(December 10, 2001)

I’m having a really hard time getting into the Christmas spirit. Usually I haul out the Christmas CDs and decorations the day after Thanksgiving, but this year I just couldn’t. I wasn’t ready. I especially wasn’t ready for Christmas shopping. The ads, the catalogs, the displays in stores I could not avoid were from a different world, a pre-September 11th world. Hadn’t anyone been paying attention? Thousands of people died that day merely because they went to work in a certain building, or boarded a certain airplane, or tried to rescue others. Landmarks collapsed that Tuesday along with the sacrosanct notion that we here in America were safe from foreign attack. As much as I look back on last summer with wistfulness and nostalgia, there’s no going back to that time. I can’t. I won’t. I shouldn’t.

Our lives must change, or we will fail to honor those who died on September 11th. Rampant consumerism isn’t patriotic, it’s irrelevant. What better time than these December holidays to think about what’s really important – life, family, friends, love.

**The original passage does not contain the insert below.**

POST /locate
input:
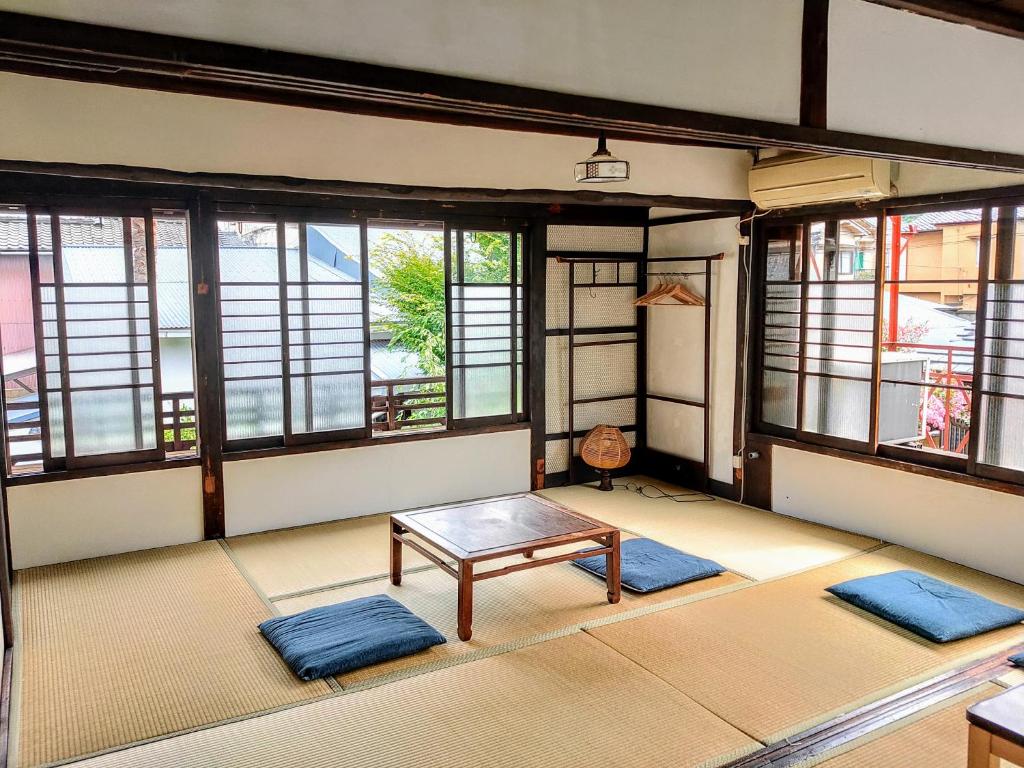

Safe journeys. A song. A touch. A new year beginning January 1st, and with it prayers for an end to fear at home and war abroad.

I’m not proposing abandoning gift-giving entirely this year, but I am suggesting we think seriously how to make it appropriate to the world we’re living in today. The immediate impulse of millions after September 11th was to give to those in need, and we all know that giving is good for the giver as well as the receiver. Let’s marry gift-giving to the great American traditions of philanthropy and voluntarism. Yesterday my 16-year-old daughter brought home two cards from the Giving Tree at her high school. She’ll be buying a jacket for a five-year-old and a toy car for a six-year-old – Bay Area children who want and need those items more than I need a new sweater. That’s the spirit.

With a Perspective, I’m Debbie Duncan.

It’s not business as usual this Christmas.